Just so, we are challenged whenever we find ourselves in our tombs, to call upon Jesus to free us, but to trust that he will do so in his own time, so that in the meantime we may learn the lessons we need to learn so that we may have life in abundance.  I have spoken many times about how many in our world – and sometimes we ourselves – have made themselves gods, grasping for themselves life and death decisions that belong to God alone.  This pandemic teaches us that we are not in charge and do not have control over the entire universe.  But if we worship God and God alone, he and he alone can save us and bless us with health and life.

Martha and Mary also teach us how we are to pray.  They both go to the Lord, shaking their fingers at him, saying, “Lord, if you had been here, my brother would not have died.”  Jesus does not reprimand them for speaking to him so boldly or turn away from them because he could not tolerate their rudeness.  No, he is moved to tears of compassion because they honestly opened their hearts to him.  Early on God taught Jacob that he wants us to wrestle with him, to be honest with him, and not to be passive in our prayer, and this is why God gave Jacob the name Israel, which means “one who contends with God.”  So it is that while we owe God all respect and worship, he still wants us to honestly speak to him in prayer, to wrestle with him, because it just might be that very wrestling that loosens the bonds that tie us so that we can be set free from our tombs.

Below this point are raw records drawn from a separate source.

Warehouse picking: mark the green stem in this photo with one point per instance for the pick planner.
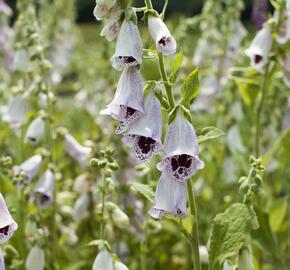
(168, 87)
(195, 233)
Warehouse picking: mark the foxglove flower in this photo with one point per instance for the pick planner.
(259, 49)
(15, 112)
(35, 131)
(170, 198)
(2, 265)
(181, 159)
(35, 259)
(165, 42)
(30, 167)
(112, 26)
(144, 135)
(43, 191)
(7, 223)
(120, 266)
(75, 150)
(126, 106)
(103, 261)
(128, 51)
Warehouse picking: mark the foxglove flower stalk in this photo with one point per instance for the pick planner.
(35, 259)
(75, 150)
(15, 112)
(30, 167)
(170, 198)
(35, 131)
(103, 261)
(259, 49)
(126, 106)
(113, 25)
(144, 135)
(181, 159)
(43, 191)
(164, 41)
(128, 51)
(2, 265)
(7, 224)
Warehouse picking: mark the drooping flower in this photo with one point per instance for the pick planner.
(35, 259)
(15, 112)
(259, 49)
(112, 26)
(126, 106)
(43, 191)
(128, 51)
(30, 167)
(164, 41)
(75, 150)
(120, 266)
(181, 159)
(170, 198)
(2, 264)
(35, 131)
(144, 135)
(7, 224)
(103, 261)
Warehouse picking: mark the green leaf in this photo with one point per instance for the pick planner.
(189, 89)
(208, 133)
(229, 232)
(277, 213)
(145, 190)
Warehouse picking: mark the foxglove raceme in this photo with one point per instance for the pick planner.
(170, 198)
(113, 25)
(259, 49)
(181, 159)
(75, 150)
(7, 223)
(43, 191)
(144, 135)
(30, 167)
(128, 51)
(35, 259)
(35, 131)
(103, 261)
(164, 41)
(15, 112)
(126, 106)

The story of the raising of Lazarus from the dead – or any story in the gospels – is not just about what the wonderful works that Jesus did long ago and far away.  It is the story of Jesus, who is alive, interacting with us today, knowing all the tombs in which we have been locked up or in which we lock ourselves, and wanting, in his own time, and in a way whose marvels we can hardly imagine, to unbind us and let us go free.